“We know why the levees broke. We already built levees that won’t break the same way again,” narrates the Atlantic staff writer Vann R. Newkirk II in Floodlines. “But as for the people—those who couldn’t come back—the neighborhoods and communities that just stand as memorials now while others thrive, there are lots of things that no levees could fix. Some things that were maybe even deeper than earth and water.”
It’s this story, of what lies deeper than earth and water—of a disaster waiting just below the surface, seeped into the legacy of America—that forms Floodlines, a gripping eight-part podcast from The Atlantic examining what happened in New Orleans after the levees broke. Reported and hosted by Vann R. Newkirk II, executive produced by Katherine Wells, and produced by Alvin Melathe and Kevin Townsend, Floodlines revisits the story of Hurricane Katrina through the experiences of four New Orleanians—Le-Ann Williams, Fred Johnson, Alice Craft-Kerney, and Sandy Rosenthal—who remained in the city through the storm and its aftermath, and who are still living with the consequences.
All eight parts of Floodlines, spanning nearly four and a half hours, are available to listen to in full today on any podcast app (Apple Podcasts, Spotify, Stitcher, Google Play) and at theatlantic.com/floodlines. Woven throughout is the music of the New Orleans composer Christian Scott, which forms a hauntingly beautiful soundtrack.
Floodlines shows that the catastrophic outcome of the levee breaches in New Orleans was the result not of a natural disaster, but of an unnatural one: the failure of government, media, and society, leading to one of the most misunderstood events in modern-day America. In taking listeners through the experiences of Le-Ann Williams, Fred Johnson, Alice Craft-Kerney, and Sandy Rosenthal, and in hearing the conspiracies and rumors that fueled media reports and clouded the official response, Newkirk shows that the government failed at its most basic job. Craft-Kerney describes it to Newkirk this way: “As a person of color, you always have it in the back of your mind that the government really doesn't care about you. Katrina validated that. It cemented it.”
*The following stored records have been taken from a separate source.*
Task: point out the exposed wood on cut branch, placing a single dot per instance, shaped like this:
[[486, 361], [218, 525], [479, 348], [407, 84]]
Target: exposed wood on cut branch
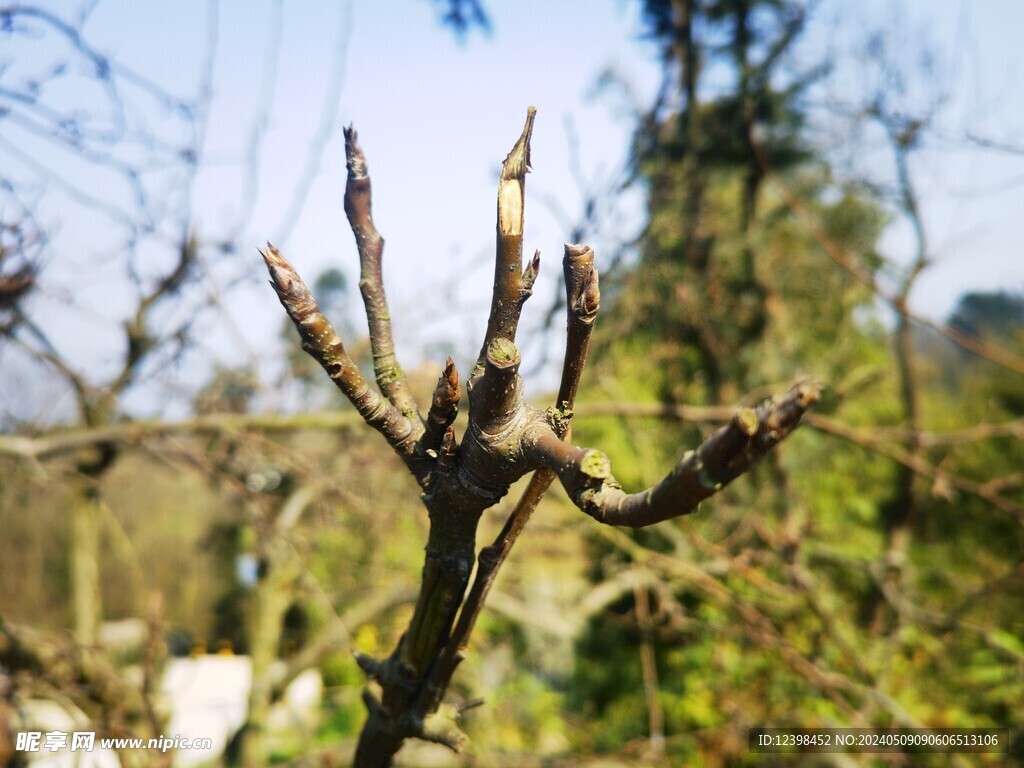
[[390, 376], [734, 449], [583, 300], [512, 286], [321, 341]]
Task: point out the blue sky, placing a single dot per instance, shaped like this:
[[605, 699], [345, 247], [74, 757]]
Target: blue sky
[[435, 118]]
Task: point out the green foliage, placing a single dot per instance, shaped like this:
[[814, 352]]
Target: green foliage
[[808, 615]]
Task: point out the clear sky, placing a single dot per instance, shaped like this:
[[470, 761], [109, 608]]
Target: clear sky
[[435, 118]]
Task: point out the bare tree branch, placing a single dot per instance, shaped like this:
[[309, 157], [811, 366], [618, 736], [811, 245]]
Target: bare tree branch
[[390, 378]]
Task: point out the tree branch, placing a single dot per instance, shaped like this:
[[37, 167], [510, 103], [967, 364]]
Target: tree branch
[[390, 378], [511, 287], [586, 473], [320, 340]]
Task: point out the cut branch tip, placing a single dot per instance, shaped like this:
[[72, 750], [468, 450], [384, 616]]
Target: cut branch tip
[[518, 162]]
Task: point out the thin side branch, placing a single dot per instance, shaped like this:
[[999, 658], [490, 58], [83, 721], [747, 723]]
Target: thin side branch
[[321, 341], [390, 377], [512, 287], [443, 410], [586, 473]]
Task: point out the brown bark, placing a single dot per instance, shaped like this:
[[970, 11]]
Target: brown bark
[[504, 440]]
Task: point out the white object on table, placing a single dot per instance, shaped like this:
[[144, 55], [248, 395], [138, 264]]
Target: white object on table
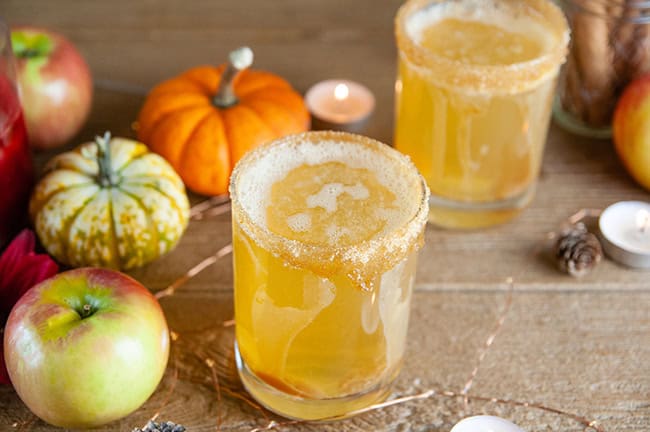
[[625, 233], [485, 424], [340, 104]]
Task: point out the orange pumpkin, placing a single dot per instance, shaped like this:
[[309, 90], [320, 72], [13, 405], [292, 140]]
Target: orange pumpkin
[[204, 120]]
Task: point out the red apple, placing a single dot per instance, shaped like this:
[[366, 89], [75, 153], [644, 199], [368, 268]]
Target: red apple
[[86, 347], [632, 129], [55, 84]]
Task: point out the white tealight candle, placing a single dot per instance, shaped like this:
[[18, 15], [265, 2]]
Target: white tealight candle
[[625, 233], [340, 105], [485, 424]]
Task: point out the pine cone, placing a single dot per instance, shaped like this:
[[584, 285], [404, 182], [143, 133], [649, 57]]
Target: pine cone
[[152, 426], [577, 250]]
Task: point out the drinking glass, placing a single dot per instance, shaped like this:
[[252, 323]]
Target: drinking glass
[[473, 101], [326, 226]]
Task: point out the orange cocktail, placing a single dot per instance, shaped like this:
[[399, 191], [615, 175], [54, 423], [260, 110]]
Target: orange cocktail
[[474, 93], [326, 227]]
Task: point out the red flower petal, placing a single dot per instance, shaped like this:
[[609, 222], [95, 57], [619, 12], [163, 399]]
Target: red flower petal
[[20, 246], [4, 375], [20, 269]]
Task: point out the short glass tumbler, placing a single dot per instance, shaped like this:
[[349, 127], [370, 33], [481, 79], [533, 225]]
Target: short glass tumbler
[[326, 228], [474, 91]]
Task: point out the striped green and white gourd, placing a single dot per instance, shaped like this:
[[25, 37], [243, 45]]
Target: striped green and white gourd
[[109, 203]]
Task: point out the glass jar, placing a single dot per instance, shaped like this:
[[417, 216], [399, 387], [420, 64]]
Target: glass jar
[[610, 46]]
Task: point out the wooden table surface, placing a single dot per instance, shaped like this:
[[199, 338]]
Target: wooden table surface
[[581, 346]]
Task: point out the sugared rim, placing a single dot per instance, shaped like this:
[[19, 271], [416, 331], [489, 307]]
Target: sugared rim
[[512, 78], [361, 261]]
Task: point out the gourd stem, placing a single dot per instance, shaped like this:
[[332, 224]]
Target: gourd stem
[[238, 60], [106, 177]]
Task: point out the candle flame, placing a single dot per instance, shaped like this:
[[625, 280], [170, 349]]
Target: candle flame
[[341, 91], [643, 220]]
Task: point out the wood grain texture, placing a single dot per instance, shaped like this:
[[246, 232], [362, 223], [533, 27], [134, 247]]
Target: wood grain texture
[[576, 344]]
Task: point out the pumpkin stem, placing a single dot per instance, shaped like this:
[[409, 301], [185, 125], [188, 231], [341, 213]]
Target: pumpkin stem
[[238, 60], [106, 177]]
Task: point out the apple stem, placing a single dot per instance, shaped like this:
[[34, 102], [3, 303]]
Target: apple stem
[[238, 60], [106, 177]]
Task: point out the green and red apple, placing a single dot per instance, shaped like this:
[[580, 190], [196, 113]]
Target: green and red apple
[[631, 129], [55, 85], [86, 347]]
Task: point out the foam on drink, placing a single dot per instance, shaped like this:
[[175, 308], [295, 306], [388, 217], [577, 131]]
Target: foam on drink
[[331, 202]]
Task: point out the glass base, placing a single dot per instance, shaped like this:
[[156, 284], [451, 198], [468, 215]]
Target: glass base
[[446, 213], [571, 124], [298, 408]]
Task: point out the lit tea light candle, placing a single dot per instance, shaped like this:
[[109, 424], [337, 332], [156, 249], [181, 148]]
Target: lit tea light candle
[[625, 233], [485, 424], [340, 105]]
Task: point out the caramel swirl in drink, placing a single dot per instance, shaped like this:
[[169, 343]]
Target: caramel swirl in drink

Floodlines also questions and occasionally unearths new regrets from the officials responsible for the country’s response: Michael Brown, the former FEMA director; Lieutenant General Russel Honore, lauded as a “black John Wayne” for coordinating the evacuation of the Superdome and the convention center; and the former New Orleans police chief Eddie Compass. Brown’s interview with Newkirk lasted six hours; at one point, he wrestled with whether to apologize, and for what.
In one exchange, Newkirk asked Brown about the lack of response and acknowledgement that thousands of people were stranded at the convention center. How could his agency have missed this? Brown replied: “We didn’t. We knew they were there. I knew immediately. I knew immediately.” Newkirk pressed: “Is it unreasonable for somebody to come and say, ‘We see you’re here’? Or ‘We’re gonna come get you’? You can walk from the Superdome to the convention center. Nobody walked or tried to make it in the 36 hours?”
Brown responded: “I think the acknowledgment piece—I think you’re right. I think you’re right on that one. I think you’re absolutely right … There is no explanation for it other than, I think, by that point the system was overwhelmed … I just think we have this unrealistic expectation that this massive federal bureaucracy can just instantaneously do stuff. And it just cannot.”
For 163 years, The Atlantic has been home to long-form storytelling; Floodlines builds on this tradition and represents The Atlantic’s first foray into long-form audio. Editor in Chief Jeffrey Goldberg explains that returning to the story of the day the levees broke “provided a way to explain issues of race and class, and truth and lies. We knew it was a way to explore our relationship with nature itself. But we did not know then how chillingly relevant it would be. Katrina marked a breakpoint in the history of our country, a moment when Americans came to understand that, sometimes, the cavalry isn't coming.”